Now we are going to create a grid, as before, and make predictions on the grid. These data have the grid points for each variable included on the data frame.

xgrid=expand.grid(X1=px1,X2=px2)
ygrid=predict(fit,xgrid)
plot(xgrid,col=as.numeric(ygrid),pch=20,cex=.2)
points(x,col=y+1,pch=19)

We can go further, and have the predict function produce the actual function estimates at each of our grid points. We can include the actual decision boundary on the plot by making use of the contour function. On the dataframe is also prob, which is the true probability of class 1 for these data, at the gridpoints. If we plot its 0.5 contour, that will give us the Bayes Decision Boundary, which is the best one could ever do.

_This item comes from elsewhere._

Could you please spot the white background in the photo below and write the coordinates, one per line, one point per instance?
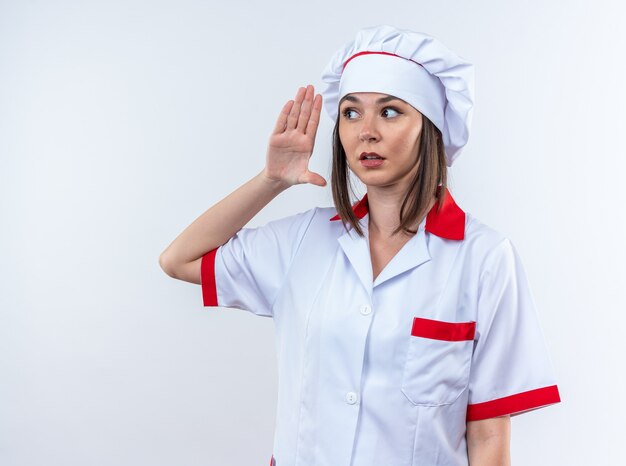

func=predict(fit,xgrid,decision.values=TRUE)
func=attributes(func)$decision
xgrid=expand.grid(X1=px1,X2=px2)
ygrid=predict(fit,xgrid)
plot(xgrid,col=as.numeric(ygrid),pch=20,cex=.2)
points(x,col=y+1,pch=19)

contour(px1,px2,matrix(func,69,99),level=0,add=TRUE)
contour(px1,px2,matrix(prob,69,99),level=.5,add=TRUE,col="blue",lwd=2)

We see in this case that the radial kernel has done an excellent job.